The unspoken rule when cooking with canned coconut milk is to make sure you buy the unsweetened variety, unless the recipe explicitly calls for sweetened. And listen, we get it — it’s easy to misread labels when you’re speeding through the grocery aisle to gather all your ingredients, but this is one pernicious error that can alter your whole recipe. Even though added sugar may not seem like a big deal at first, certain canned coconut milk products can have upwards of 20 grams of sugar per serving, as much as half a dozen Chips Ahoy! chocolate chip cookies. 

One of the best things about coconut milk is that it has a subtle, natural sweetness to it that can liven up any dish. It can help cut some of the heat and add flavor to Indian and Thai-inspired soups, or it can add a bit of sweetness to your coffees, smoothies, or oatmeal without you having to use extra sugar. So, when a recipe calls for canned coconut milk, it is almost always going to be referring to the “unsweetened” variety because it will be relying on the natural sugars found in coconut.



How to avoid buying sweetened coconut milk

Choosing the wrong type of coconut milk happens so frequently because of where it sits on grocery store shelves.
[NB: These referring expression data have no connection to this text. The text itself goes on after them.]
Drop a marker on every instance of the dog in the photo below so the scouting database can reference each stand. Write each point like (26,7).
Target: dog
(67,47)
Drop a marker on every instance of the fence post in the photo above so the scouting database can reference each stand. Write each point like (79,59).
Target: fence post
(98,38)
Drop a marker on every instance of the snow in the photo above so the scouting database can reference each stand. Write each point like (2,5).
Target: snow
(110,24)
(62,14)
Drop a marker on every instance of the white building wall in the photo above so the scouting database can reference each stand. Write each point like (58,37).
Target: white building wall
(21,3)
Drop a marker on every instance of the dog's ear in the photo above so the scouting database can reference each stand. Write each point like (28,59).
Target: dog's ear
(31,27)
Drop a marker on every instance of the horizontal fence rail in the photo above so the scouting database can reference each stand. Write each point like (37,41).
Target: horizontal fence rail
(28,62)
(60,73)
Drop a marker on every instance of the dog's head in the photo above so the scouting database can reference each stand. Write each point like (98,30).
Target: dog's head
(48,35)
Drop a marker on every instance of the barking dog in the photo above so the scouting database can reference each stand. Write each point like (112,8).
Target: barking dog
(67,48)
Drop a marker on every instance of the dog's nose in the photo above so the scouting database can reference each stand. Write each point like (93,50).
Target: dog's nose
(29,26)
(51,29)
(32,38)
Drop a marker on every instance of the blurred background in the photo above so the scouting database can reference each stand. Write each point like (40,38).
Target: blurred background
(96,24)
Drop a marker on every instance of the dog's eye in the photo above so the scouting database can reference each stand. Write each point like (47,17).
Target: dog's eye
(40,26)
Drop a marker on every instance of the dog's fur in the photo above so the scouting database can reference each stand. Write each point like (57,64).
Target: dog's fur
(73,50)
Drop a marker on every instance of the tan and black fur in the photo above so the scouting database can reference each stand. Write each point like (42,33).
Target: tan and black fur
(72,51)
Some of the most popular brands of unsweetened coconut milk, like Goya Leche de Coco or Thai Kitchen Coconut Milk, are almost always cozied up next to products that aren’t pure coconut milk and are instead loaded with added sugars.

Take cream of coconut, which may look similar to canned coconut milk, but is actually a thick, sugary syrup made from coconut milk and sugar. If you’re preparing a recipe that already calls for both sugar and coconut milk, like mango sago, for example, your end result would be way too sweet if you used cream of coconut. Or, you may come across something like Let’s Do Organic Sweetened Condensed Coconut Milk, which, although it still says “coconut milk,” is evaporated and contains added sugar, which, like cream of coconut, makes it much sweeter and more viscous than the original. Coconut cream, meanwhile, is just a richer version of unsweetened coconut milk that contains more coconut solids (and thus more fat), and is a suitable alternative when diluted with water.

If you aren’t sure whether a particular can has extra sugar, you can also double-check the nutrition label and ingredients list on the back. While unsweetened varieties still contain a gram or two of the sweet stuff because of coconut’s natural sugars, there shouldn’t be anything under the “added sugars” portion on the nutrition label.